I can't figure out how to make exponents with decimal points work in latex.. the exponents are 1.4 and .4 after the differentiation.

anyway, Am I on the right track?

2. ## Re: rate of pressure increase

there appears to be something wrong in the expression.

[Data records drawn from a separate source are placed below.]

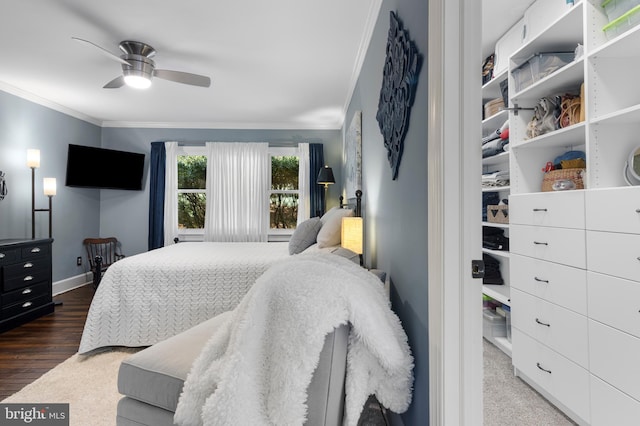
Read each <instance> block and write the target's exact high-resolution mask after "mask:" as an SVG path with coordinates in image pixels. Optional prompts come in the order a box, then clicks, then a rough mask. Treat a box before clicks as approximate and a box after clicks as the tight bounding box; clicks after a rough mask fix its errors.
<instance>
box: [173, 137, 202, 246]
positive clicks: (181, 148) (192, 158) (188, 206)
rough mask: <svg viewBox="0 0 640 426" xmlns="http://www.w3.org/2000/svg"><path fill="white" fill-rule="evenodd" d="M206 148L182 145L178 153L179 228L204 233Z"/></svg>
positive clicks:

Pl check if it is PV^(1.4) = k

3. ## Re: rate of pressure increase

I don't understand what you mean.

Yes that is the right equation given by the book if that is what you mean.

4. ## Re: rate of pressure increase

I checked the answer and it comes out to $-8.75 g/cm^2/s$

5. ## Re: rate of pressure increase

okay I have solved this and I did it two separate ways

$\frac{d}{dt} [PV^(1.4)=K] \Rightarrow V^(1.4)\frac{dP}{dt} + 1.4V^(0.4)P\frac{dV}{dt} = \frac{dK}{dt}\Rightarrow\frac{dP}{dt} = \frac{-[1.4V^(0.4)(40)(5)}{32^(1.4)}$

$\Rightarrow -8.75$

$\frac{d}{dt} [P = \frac{K}{V^(1.4)} \Rightarrow \frac{dP}{dt}=K[-1.4V^(-2.4)\frac{dV}{dt}]$

$\Rightarrow\frac{dP}{dt} = 5120[-1.4(32^(-2.4)(5)]\Rightarrow -8.75$

Okay so for one I needed the value of K and the other I needed the derivative of K being zero.

I wouldn't have known the g/cm^2/s part though so hopefully I learn that later on when I am required to take some physics.

also, is there a way to use exponents that have decimal points in them in LaTeX? Because, what I had to do makes it look a little bit confusing.